In this study, John T. Thompson, MD, assistant professor at The Wilmer Institute of The Johns Hopkins University and associate clinical professor at The University of Maryland, and colleagues examined the reliability of all 29 current Medicare Merit-based Incentive Payment System (MIPS) clinical quality outcome measures for ophthalmology by comparing expected differences between higher and lower performing ophthalmologists.
Thompson and colleagues found that Medicare uses MIPS to reward perceived high-quality ophthalmologists with bonuses in reimbursement.
“Quality is the highest weighted category in MIPS. High-quality physicians are regarded with higher Medicare reimbursements, but what makes a physician high quality?” Thompson said during his presentation at the virtual American Society of Retina Specialists meeting. “Low-quality physicians are economically punished with reduced Medicare payments for all their Medicare patients.”
The researchers also found that 26 of 29 ophthalmology outcome measures have no established benchmarks as of the 2019 reporting period.
Thompson said that Medicare has been removing previously accepted ‘process measures’ – including recommending AREDS supplements or communicating with the primary care physician – in support of outcome measures; however, there are major limitations in the application of current outcome measures to individual physicians.
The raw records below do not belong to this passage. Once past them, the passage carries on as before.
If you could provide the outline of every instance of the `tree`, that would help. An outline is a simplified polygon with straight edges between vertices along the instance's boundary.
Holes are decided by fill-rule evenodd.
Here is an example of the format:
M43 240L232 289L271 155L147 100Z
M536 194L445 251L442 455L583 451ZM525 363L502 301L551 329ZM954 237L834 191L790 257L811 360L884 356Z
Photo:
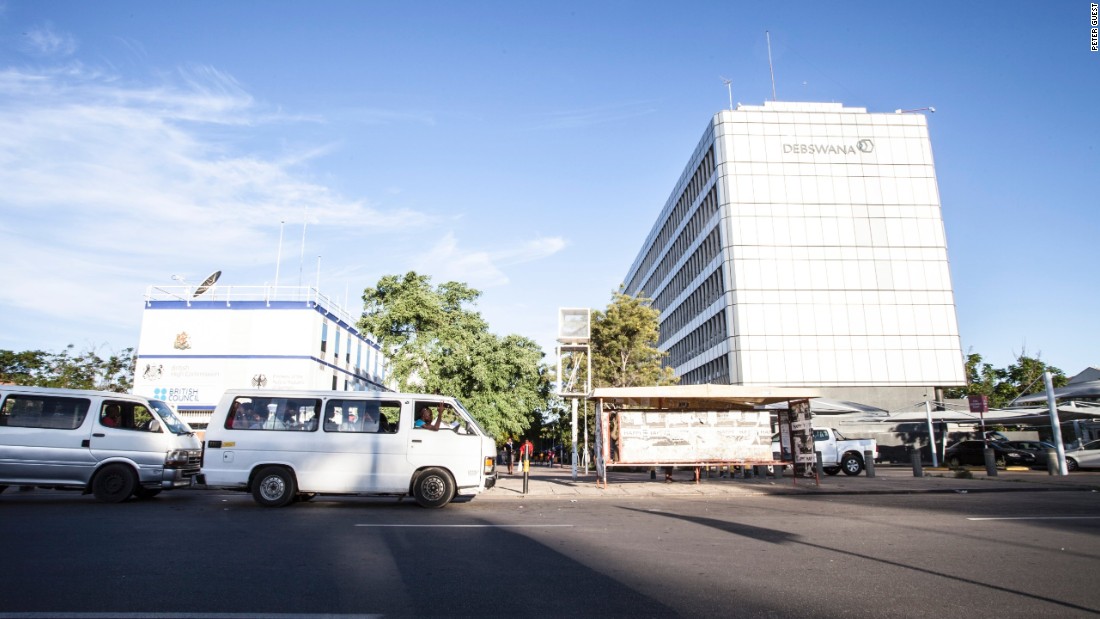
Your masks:
M363 292L358 326L387 352L398 389L455 396L493 436L518 436L547 406L549 371L534 341L494 335L465 307L480 296L413 271L387 275Z
M135 363L133 348L107 359L91 349L77 354L72 344L59 353L0 350L0 382L127 392L134 386Z
M1066 384L1066 375L1062 370L1047 365L1040 355L1028 356L1026 350L1016 355L1016 362L1007 368L995 368L982 361L982 356L971 352L966 356L966 387L949 389L945 392L949 398L965 398L968 395L989 397L989 406L1003 408L1016 398L1043 389L1043 373L1051 373L1051 382L1055 387Z
M592 315L592 382L594 387L671 385L679 382L672 368L662 367L668 353L657 348L661 313L649 299L612 295L606 311Z

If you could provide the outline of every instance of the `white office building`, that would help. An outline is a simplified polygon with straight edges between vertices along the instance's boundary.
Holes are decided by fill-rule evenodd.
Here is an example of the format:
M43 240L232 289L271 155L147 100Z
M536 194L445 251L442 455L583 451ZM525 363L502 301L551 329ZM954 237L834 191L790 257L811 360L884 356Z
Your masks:
M204 428L226 389L385 389L385 356L356 321L312 287L150 287L134 393Z
M766 102L707 126L626 276L684 384L896 410L965 384L920 113Z

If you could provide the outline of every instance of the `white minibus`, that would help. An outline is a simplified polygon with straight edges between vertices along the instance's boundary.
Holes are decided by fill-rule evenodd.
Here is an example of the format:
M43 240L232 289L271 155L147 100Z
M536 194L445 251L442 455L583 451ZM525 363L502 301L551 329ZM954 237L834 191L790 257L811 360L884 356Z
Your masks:
M268 507L318 494L443 507L496 481L496 442L457 400L435 395L230 390L204 446L200 483Z
M167 404L109 391L0 385L0 492L65 488L118 503L191 485L202 445Z

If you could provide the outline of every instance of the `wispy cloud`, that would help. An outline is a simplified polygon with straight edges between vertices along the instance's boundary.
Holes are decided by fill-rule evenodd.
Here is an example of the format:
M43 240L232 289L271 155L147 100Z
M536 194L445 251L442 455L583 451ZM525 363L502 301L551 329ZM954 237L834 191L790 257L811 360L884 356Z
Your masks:
M447 233L417 256L412 268L430 273L438 281L455 280L475 288L495 288L509 283L504 267L552 256L565 246L563 239L553 237L520 241L490 251L460 247L454 234Z
M579 129L629 120L656 111L657 108L651 101L632 101L616 105L546 112L532 119L528 126L537 130Z
M63 49L65 37L53 39L36 40ZM432 221L312 180L311 163L333 145L242 150L235 132L302 118L258 104L213 67L156 84L75 62L9 67L0 92L0 309L61 317L80 299L104 322L132 320L122 308L135 291L169 273L272 262L279 221L363 234Z
M24 32L21 47L35 56L58 57L72 55L77 44L72 35L55 32L53 25L46 23Z

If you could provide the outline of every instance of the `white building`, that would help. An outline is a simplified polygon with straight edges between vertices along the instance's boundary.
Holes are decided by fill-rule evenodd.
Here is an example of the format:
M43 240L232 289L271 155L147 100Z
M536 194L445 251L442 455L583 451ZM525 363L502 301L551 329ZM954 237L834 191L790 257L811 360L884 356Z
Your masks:
M965 384L924 115L766 102L714 116L626 276L684 384L896 409Z
M203 428L226 389L385 389L385 357L355 323L309 287L150 287L134 393Z

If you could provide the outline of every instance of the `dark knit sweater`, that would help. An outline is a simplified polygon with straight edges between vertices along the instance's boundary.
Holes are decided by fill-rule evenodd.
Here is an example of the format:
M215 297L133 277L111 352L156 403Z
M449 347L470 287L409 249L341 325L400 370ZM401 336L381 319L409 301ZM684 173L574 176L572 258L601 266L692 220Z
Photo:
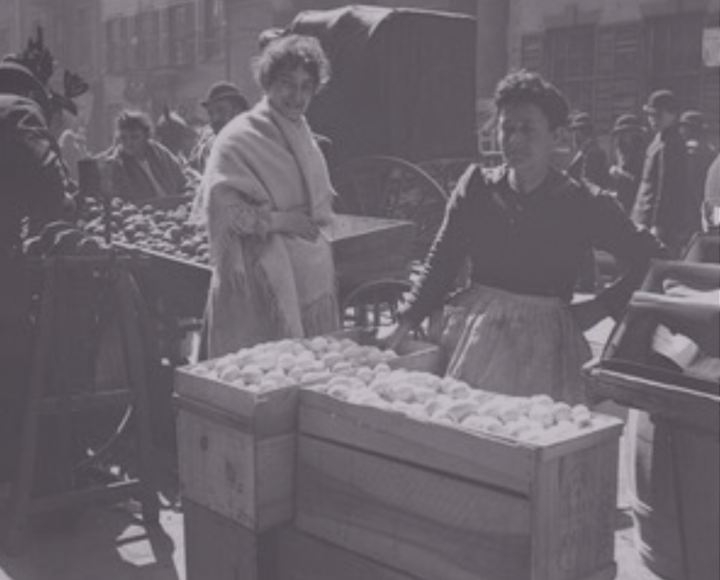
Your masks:
M517 294L570 302L583 258L591 249L613 254L625 275L598 297L618 316L660 247L633 225L612 196L591 193L551 171L535 191L511 189L505 168L473 167L458 183L401 317L422 321L457 289L470 259L472 282Z

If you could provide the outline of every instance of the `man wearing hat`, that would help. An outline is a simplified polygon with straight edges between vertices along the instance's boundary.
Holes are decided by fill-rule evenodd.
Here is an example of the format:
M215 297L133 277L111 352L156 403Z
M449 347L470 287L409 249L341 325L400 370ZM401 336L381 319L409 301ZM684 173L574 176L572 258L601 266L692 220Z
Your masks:
M610 168L610 188L625 213L630 215L645 163L645 127L636 115L620 115L611 135L615 164Z
M209 126L203 130L198 144L190 153L190 165L200 173L205 169L205 161L210 155L215 136L230 120L250 108L240 90L234 84L224 81L212 85L201 104L207 112Z
M590 115L578 113L573 117L569 128L576 153L567 169L568 175L605 189L608 186L607 155L597 141Z
M0 61L0 483L12 471L16 447L2 443L17 442L18 408L30 365L24 223L36 232L66 211L65 168L48 128L55 103L33 68L47 69L51 57L34 41L31 48Z
M655 137L648 147L632 219L679 257L695 231L696 197L688 191L688 156L675 94L655 91L643 108Z
M700 111L685 111L680 116L680 134L685 140L688 154L688 188L697 203L696 229L702 225L702 208L705 195L705 179L717 151L708 139L705 116Z

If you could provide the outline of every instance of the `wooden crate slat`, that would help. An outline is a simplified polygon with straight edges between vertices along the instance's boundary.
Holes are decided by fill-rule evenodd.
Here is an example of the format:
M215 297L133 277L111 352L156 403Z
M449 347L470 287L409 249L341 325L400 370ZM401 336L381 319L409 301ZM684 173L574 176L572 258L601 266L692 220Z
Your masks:
M300 432L528 493L536 450L380 409L300 393ZM447 455L442 458L442 455ZM457 471L455 471L457 470ZM487 479L485 479L487 478Z
M417 580L293 528L278 533L276 580Z
M423 580L529 578L527 500L309 437L298 448L299 529Z
M184 497L256 530L292 518L295 435L256 439L182 408L177 432Z

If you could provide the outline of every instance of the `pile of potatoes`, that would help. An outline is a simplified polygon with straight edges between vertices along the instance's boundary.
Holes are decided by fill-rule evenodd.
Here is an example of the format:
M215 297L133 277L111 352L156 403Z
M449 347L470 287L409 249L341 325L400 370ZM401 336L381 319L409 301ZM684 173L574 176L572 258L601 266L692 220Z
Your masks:
M537 444L572 438L605 420L585 405L573 407L548 395L501 395L473 389L451 377L402 369L376 374L369 381L335 376L313 389L421 421Z
M199 363L190 370L237 388L264 392L291 385L327 383L338 377L367 385L377 376L390 373L388 363L397 356L392 350L361 346L348 338L319 336L242 349Z

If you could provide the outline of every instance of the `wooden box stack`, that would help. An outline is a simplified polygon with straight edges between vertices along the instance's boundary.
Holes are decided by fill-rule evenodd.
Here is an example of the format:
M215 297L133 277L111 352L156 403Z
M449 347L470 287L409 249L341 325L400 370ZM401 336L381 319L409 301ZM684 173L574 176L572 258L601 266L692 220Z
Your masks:
M376 578L611 580L621 428L521 444L303 392L295 526Z
M371 340L359 331L333 336ZM439 349L420 341L397 352L393 368L431 371L440 364ZM275 531L294 514L299 393L299 385L257 393L193 367L177 369L188 580L276 578Z
M298 389L176 372L188 580L272 578L274 529L293 516Z

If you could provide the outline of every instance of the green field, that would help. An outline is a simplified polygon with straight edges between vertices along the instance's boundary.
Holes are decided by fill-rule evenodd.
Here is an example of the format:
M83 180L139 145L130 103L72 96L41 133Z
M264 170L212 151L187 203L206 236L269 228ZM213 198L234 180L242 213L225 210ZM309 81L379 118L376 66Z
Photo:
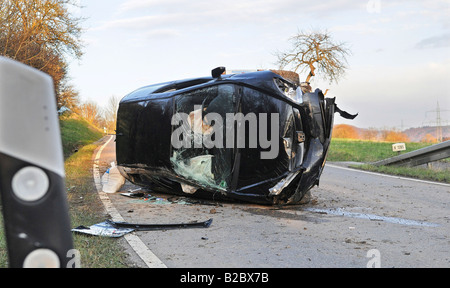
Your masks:
M398 155L397 152L392 151L392 144L394 143L336 138L331 141L327 160L364 163L375 162ZM402 153L411 152L430 145L427 143L406 143L406 151Z
M398 155L392 151L390 142L371 142L365 140L333 139L327 161L331 162L360 162L364 165L353 165L354 168L380 172L391 175L406 176L424 180L432 180L450 183L450 170L448 168L426 168L426 167L394 167L370 165L371 162L387 159ZM432 144L429 143L406 143L406 151L411 152ZM442 160L449 162L449 158Z

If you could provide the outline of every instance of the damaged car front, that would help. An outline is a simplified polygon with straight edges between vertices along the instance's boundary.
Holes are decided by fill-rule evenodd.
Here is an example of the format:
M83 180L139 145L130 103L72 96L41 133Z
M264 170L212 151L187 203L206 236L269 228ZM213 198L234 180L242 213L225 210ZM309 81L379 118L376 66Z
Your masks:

This is because of small sample sizes, differences in clinical outcomes and lack of risk adjustments, according to Thompson.
“CMS believed measuring patient outcome would allow them to distinguish ‘good’ from ‘bad’ physicians,” Thompson said. “CMS takes the individual retina specialist outcomes and divides them into deciles, awarding 3 to 10 points. The problem is that the rules CMS have applied make it impossible for most retina specialists to use many of these retina outcome measures.”
For example, to be counted for measures with a 90-day look-back, Medicare requires that at least 20 cases be performed in the first 9 months of the calendar year; however, many retina specialists would not achieve this based on typical surgical volumes for epiretinal membrane and macular hole measures, according to Thompson.
“It’s very important that these measures do not discourage physicians from taking care of disadvantaged patients ... and to realize that comparing two individual physicians quality of care is meaningless with the current rules and certainly does not justify paying one physician better than the other,” Thompson concluded.